The zoo, with assistance from the Mississippi State University Extension Service and the Mississippi Agricultural and Forestry Experiment Station, is preparing a 3,000 square foot shade-cloth butterfly house.
"Butterflies and moths native to Mississippi will live in the house," said Felder Rushing, Hinds County Extension horticulture agent. "There are 151 types of butterflies native to Mississippi. The 25 to 30 kinds in the exhibit were chosen because they are commonly found in Mississippi gardens."
Butterflies from a meadow outside the house will be added inside the house in addition to the stocked butterflies.
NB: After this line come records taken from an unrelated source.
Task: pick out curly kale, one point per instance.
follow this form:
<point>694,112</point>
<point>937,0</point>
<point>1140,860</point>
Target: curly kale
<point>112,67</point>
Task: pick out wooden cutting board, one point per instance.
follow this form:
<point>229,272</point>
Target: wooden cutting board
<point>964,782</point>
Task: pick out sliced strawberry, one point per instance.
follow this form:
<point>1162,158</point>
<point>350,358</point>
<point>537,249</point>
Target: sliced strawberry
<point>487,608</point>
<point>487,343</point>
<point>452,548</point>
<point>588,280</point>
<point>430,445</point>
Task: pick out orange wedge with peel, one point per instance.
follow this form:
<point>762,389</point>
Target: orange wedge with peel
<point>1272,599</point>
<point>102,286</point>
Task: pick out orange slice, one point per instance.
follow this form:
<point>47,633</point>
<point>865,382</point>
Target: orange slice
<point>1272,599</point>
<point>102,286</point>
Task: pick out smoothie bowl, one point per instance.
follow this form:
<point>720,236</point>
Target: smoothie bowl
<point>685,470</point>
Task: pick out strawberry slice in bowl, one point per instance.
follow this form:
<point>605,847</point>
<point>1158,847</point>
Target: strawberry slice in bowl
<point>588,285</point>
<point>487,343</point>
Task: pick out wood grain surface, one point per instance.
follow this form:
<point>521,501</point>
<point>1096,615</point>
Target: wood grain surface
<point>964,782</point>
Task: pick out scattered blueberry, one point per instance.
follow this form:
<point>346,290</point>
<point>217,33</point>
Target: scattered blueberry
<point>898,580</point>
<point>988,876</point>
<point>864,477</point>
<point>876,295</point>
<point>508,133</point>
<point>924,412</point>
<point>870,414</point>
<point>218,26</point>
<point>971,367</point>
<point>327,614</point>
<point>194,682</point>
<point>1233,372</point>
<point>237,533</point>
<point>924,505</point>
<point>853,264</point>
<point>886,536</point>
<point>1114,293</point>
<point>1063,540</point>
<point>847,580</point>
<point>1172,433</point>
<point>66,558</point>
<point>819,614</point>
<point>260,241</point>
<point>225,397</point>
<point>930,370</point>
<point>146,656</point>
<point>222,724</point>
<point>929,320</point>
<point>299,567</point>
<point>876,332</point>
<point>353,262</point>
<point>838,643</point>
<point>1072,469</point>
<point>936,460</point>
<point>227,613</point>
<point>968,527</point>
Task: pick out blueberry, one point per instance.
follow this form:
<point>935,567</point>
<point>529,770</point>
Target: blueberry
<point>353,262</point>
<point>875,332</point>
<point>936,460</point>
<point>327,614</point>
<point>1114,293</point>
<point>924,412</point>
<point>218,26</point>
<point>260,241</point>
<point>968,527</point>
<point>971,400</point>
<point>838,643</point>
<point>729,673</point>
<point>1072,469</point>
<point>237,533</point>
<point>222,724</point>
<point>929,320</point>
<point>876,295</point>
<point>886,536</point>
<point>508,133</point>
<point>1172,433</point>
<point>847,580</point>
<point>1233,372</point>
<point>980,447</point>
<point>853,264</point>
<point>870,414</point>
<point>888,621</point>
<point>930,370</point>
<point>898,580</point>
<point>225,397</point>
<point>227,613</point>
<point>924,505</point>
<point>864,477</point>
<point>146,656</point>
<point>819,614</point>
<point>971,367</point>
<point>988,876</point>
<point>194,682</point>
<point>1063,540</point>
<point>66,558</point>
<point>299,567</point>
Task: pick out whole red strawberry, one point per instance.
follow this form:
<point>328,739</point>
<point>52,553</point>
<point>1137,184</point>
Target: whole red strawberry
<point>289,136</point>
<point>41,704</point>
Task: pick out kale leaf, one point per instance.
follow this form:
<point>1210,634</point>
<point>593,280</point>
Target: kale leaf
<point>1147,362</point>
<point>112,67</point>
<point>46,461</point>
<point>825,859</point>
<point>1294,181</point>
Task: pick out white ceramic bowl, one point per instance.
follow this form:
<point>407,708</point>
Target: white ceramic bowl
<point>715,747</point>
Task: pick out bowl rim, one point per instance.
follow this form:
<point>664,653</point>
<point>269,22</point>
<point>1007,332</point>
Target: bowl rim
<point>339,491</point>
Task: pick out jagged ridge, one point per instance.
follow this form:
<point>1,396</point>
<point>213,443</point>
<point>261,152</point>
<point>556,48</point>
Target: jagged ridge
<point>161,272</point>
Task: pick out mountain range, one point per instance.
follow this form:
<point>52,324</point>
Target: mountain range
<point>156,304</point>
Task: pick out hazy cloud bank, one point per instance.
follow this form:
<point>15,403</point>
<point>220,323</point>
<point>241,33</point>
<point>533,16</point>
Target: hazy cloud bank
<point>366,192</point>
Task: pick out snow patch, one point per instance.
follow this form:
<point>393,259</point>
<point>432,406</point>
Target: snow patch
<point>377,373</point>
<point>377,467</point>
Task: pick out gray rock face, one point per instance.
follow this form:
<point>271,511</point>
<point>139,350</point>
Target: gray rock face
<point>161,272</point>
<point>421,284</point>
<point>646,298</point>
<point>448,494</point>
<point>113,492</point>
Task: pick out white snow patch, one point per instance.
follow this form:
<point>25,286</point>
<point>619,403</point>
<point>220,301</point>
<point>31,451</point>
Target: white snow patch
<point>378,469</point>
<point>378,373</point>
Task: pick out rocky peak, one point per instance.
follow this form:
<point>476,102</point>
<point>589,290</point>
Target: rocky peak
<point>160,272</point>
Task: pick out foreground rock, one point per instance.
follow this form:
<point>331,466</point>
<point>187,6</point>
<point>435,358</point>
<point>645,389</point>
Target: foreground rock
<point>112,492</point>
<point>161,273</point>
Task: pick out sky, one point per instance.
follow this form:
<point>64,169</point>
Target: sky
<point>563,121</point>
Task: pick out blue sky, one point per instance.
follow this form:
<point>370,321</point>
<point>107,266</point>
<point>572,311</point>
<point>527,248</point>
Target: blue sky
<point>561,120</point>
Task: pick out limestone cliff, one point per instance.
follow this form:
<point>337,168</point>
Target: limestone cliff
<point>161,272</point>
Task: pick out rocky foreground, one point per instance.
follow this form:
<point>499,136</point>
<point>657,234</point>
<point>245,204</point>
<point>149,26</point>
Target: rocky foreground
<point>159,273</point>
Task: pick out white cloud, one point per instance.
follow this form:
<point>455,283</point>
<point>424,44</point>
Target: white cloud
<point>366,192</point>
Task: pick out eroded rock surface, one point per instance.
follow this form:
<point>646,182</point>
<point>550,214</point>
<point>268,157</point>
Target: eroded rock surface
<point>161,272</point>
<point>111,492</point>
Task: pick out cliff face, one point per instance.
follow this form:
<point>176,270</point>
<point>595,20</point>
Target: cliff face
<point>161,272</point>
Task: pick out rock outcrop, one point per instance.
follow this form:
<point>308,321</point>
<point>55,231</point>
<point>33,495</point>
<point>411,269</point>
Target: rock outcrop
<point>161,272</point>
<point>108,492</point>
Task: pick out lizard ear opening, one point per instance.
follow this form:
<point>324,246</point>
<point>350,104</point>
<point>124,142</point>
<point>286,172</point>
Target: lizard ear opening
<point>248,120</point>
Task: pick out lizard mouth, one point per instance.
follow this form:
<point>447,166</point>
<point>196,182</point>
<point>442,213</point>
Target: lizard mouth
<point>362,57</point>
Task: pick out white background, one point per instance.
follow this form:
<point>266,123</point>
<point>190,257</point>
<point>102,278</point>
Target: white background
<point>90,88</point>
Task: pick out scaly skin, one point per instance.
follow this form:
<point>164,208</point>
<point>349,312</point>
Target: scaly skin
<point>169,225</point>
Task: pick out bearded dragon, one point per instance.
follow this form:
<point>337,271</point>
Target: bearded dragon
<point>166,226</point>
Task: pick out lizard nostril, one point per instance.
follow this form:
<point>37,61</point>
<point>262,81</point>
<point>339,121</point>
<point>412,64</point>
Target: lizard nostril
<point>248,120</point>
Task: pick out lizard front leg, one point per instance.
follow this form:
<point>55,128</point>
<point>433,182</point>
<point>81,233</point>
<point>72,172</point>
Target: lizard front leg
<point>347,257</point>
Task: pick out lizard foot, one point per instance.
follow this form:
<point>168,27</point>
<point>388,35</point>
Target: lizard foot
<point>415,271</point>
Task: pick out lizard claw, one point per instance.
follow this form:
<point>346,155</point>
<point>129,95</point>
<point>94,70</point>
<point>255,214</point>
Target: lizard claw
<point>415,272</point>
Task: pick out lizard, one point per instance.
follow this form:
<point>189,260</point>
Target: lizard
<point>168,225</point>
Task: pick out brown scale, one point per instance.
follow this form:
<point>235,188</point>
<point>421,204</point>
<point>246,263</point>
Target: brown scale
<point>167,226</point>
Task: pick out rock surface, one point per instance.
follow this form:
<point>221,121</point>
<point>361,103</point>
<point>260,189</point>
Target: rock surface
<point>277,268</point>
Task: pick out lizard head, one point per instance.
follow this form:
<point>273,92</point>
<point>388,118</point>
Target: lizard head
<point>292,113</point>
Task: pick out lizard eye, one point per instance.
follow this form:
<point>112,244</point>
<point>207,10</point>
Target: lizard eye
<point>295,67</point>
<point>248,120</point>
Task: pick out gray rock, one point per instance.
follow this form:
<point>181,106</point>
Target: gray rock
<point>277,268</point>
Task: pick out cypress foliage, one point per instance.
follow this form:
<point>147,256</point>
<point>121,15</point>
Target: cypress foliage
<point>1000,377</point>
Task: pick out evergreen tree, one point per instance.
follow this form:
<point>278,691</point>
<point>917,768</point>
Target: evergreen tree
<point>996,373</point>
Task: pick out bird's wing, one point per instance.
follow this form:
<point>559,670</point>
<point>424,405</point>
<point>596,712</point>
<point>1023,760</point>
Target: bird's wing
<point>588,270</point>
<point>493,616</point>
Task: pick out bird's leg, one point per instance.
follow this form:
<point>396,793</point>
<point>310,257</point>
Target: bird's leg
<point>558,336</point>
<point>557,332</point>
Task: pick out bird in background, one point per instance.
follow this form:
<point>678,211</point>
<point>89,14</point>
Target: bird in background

"This exhibit gives people the opportunity to study plants along with the butterflies and offers a good plant and flower demonstration," Rushing said. "Plants depend on the butterflies for pollination so this is a beneficial environment for both."
Butterflies live anywhere from a few days to a few weeks. The house will be stocked each week with chrysalises and young butterflies, but organizers hope the butterflies will reproduce on the host plants used in the exhibit.
Designers expect many school children to visit the butterfly house, and exhibits will give children a chance to see the different stages of metamorphosis they are learning about in school.
"We want this effort to take the process to the people and bring more awareness and interest in the research done by our Experiment Stations," Rushing said.
The house is 12 feet tall and is covered with an insect netting to keep the butterflies in and wasps out. Visitors must go through two doors to get inside the house and there are fans placed above the doors to blow the butterflies back.
Rushing custom developed a fog system for the house designed to keep butterflies and people cool. The house is patterned after existing butterfly houses, but it is the first to be built in Mississippi.
The plants in the house were chosen to encourage the caterpillars to eat the leaves so they grow healthy and produce beautiful butterflies. Some of the plants for caterpillars will be sassafras, oak trees, Queen Anne's lace and fennel. Tomato and cabbage plants for will be available for worms that turn into beautiful moths.
The flowering plants grown for the butterflies are lantanas, verbenas, buddleia, pentas and zinnias. The butterflies are attracted to brightly colored flowers and pollen in the flowers.
All of the plants used in the butterfly house are from Mississippi growers. The plants have been part of demonstrations and trials at Mississippi Experiment Stations to find the strongest, long blooming flowers that attract butterflies.
"The more flowers you have, the more butterflies you have," Rushing said.
Dr. Pat Harris, Extension entomologist, developed a safe and effective way to control fire ants without using harsh chemicals in and around the butterfly house. Dr. Patricia Knight, assistant horticulturist at the South Mississippi Experiment Station, and Dr. David Tatum, Extension horticulturist, assisted in locating plants for the exhibit.
About 150,000 people are expected to attend the exhibit which opens May 1 at the Jackson Zoo and closes Oct. 31.